Much better was a tram trip out to Leith. I love New Town Edinburgh where ES and his wife live but Leith is a refreshing change.


Views of Leith
The ostensible reason for going this time was to see up close the numerous huge yellow structures on the coast that we could see in the distance from ES’s flat. Whilst I couldn’t get as close as I wanted, I did get a good view of them.

They are the components for big windmills being constructed in the North Sea in the Inch Cape field near Angus to the north. The cylindrical pieces are ‘minions’ and the larger, latticed towers are called ‘tripods’. Nearby were some of the ships that will carry and install these.
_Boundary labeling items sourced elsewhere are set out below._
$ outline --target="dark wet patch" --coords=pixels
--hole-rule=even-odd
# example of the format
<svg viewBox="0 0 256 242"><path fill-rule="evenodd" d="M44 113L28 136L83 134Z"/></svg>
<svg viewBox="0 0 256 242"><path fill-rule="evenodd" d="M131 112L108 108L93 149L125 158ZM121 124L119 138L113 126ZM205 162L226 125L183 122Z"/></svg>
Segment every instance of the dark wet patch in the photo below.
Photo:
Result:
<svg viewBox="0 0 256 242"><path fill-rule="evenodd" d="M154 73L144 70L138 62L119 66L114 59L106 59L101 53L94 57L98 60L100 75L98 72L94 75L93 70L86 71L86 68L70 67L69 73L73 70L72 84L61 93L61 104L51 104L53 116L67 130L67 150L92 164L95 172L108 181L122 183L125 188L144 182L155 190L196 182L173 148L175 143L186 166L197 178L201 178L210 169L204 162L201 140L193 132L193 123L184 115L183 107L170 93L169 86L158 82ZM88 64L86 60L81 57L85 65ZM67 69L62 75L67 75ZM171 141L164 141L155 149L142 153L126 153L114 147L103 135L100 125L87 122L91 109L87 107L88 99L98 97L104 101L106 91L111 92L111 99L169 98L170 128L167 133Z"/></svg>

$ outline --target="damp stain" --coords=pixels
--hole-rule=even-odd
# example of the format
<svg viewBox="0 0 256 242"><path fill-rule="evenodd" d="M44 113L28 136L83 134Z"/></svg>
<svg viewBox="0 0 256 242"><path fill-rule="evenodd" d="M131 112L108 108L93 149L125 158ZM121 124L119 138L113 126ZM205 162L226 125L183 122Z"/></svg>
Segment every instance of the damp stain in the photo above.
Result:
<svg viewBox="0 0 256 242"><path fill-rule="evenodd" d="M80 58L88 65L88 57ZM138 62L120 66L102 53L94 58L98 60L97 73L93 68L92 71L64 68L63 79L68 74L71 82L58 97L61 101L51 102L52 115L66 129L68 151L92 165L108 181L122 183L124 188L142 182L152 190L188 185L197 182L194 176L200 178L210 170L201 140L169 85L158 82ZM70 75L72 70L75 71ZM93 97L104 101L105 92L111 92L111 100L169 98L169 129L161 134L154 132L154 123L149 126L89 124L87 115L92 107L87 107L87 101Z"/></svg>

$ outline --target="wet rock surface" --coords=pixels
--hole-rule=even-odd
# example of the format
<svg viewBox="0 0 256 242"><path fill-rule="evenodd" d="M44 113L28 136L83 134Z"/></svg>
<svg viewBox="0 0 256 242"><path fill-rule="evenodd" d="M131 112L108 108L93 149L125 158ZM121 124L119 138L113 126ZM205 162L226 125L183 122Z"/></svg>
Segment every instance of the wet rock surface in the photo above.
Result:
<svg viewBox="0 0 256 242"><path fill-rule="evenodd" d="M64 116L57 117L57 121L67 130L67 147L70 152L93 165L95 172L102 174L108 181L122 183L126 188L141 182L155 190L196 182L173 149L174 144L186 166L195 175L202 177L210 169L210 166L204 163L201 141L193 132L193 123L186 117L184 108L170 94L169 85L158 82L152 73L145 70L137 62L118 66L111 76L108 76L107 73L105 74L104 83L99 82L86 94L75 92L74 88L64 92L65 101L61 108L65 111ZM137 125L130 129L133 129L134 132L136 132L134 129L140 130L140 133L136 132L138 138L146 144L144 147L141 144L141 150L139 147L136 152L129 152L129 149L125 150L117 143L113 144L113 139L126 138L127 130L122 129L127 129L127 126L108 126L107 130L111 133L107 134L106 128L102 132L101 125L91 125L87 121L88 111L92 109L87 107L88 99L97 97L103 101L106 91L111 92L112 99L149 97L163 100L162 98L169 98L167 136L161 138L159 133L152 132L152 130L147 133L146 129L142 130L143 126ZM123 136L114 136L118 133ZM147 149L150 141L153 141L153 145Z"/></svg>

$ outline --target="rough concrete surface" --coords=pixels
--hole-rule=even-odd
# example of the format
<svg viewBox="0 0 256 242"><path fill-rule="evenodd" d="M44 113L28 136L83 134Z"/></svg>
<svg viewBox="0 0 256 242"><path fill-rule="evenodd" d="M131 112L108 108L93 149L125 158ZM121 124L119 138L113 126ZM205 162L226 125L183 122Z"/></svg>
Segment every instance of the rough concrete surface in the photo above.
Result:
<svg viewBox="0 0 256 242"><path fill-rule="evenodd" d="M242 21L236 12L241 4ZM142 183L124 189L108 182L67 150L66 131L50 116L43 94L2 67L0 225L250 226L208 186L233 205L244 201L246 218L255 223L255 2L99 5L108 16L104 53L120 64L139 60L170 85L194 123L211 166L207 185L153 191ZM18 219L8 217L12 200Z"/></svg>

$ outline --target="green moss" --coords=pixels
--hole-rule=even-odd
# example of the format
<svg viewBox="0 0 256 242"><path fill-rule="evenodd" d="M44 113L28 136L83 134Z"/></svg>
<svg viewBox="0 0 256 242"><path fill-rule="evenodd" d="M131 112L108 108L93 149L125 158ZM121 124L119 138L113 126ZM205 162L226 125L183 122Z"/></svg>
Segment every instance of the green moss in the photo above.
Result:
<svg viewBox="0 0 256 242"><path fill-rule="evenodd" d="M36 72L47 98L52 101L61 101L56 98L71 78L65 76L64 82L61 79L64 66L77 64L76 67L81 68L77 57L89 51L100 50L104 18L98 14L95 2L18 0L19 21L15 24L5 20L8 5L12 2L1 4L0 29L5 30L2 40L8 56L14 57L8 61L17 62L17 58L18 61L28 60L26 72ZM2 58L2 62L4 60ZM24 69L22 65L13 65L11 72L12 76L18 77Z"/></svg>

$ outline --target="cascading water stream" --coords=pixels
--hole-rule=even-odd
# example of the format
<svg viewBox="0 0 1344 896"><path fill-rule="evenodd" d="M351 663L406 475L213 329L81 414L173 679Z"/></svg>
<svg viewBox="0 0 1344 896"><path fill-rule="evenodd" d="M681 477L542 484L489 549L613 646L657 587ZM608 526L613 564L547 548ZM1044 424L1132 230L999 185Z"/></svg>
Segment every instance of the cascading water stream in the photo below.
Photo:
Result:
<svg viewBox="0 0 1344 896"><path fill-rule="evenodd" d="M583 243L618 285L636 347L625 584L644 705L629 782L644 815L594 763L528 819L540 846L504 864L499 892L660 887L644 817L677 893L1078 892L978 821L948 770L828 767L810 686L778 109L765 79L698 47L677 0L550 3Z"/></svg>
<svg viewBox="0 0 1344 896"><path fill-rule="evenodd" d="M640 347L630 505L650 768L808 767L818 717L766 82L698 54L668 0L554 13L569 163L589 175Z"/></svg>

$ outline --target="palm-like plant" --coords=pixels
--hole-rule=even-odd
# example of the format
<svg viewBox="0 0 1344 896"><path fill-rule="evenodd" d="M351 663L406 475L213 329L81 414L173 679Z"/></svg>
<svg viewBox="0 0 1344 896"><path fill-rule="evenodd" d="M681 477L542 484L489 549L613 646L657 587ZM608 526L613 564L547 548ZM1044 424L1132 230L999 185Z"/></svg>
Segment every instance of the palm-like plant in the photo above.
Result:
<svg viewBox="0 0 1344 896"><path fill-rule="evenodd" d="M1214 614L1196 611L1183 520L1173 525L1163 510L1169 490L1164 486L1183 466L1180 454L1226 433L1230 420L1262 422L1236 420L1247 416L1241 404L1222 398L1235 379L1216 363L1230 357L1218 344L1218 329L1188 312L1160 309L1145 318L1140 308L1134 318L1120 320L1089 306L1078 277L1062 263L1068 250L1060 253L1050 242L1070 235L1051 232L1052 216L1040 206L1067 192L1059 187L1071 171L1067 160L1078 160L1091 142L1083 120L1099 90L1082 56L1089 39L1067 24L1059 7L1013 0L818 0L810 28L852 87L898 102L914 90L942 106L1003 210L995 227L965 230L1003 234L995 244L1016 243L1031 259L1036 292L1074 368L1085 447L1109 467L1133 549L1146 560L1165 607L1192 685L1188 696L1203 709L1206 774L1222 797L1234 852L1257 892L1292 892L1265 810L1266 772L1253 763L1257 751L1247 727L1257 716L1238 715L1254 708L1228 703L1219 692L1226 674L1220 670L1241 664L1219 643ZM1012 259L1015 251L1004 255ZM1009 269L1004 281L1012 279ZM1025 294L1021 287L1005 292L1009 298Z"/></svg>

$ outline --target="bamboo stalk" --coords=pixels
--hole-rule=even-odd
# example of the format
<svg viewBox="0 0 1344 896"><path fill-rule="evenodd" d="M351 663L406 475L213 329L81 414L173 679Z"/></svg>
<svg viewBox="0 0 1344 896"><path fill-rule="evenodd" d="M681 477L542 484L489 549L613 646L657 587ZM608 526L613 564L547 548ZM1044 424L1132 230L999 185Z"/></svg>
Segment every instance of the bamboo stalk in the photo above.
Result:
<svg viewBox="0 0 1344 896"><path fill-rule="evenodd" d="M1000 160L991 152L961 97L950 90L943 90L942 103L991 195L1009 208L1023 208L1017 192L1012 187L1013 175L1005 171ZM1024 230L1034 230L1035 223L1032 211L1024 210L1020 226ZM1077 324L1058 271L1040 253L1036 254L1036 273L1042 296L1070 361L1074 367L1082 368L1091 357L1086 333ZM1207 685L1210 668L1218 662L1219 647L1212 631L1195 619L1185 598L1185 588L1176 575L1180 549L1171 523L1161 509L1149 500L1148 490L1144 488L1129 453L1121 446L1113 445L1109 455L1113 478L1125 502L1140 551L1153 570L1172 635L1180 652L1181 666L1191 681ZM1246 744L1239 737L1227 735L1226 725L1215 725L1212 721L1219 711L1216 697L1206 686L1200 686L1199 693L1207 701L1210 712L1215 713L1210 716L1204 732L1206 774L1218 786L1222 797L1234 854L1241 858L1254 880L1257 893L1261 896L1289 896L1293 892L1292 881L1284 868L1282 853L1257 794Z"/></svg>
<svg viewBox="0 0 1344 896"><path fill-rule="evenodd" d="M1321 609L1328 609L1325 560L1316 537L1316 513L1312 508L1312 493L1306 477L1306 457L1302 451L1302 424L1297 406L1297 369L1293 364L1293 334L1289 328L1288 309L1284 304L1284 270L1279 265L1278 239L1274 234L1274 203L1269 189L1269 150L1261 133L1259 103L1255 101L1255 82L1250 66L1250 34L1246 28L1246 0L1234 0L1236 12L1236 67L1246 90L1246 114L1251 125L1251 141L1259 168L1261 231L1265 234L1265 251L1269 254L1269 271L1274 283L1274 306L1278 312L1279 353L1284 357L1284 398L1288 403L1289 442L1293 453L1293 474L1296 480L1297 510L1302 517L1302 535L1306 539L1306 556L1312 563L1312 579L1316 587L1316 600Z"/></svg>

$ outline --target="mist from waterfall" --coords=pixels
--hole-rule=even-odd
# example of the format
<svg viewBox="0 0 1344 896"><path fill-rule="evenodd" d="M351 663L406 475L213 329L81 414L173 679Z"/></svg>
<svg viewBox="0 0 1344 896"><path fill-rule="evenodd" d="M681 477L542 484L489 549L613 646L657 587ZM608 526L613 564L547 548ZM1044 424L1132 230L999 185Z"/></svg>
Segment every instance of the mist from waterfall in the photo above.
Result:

It seems that Leith Port provides a changing range of interesting things to see – on our last visit it was accommodating a huge Tasmanian ferry that had been built in Finland that that had to wait for the harbour in Hobart to be made bigger!

I strolled around Leith port and, since the weather was so nice, I skived off from grandfather duty for an extra 30 minutes to have a beer at Teuchters Landing, the sister bar to another in Edinburgh West End that we are very familiar with. I sat on a bridge with my pint watching the world go by for a while; naughty but nice.

It takes pretty much a day to get there and a day to get back but our visits to Edinburgh are always so rewarding. It’s lovely to see our family offshoot there. We love to see how they are coping with two lovely kids, how those kids are developing, and such a cool capital city.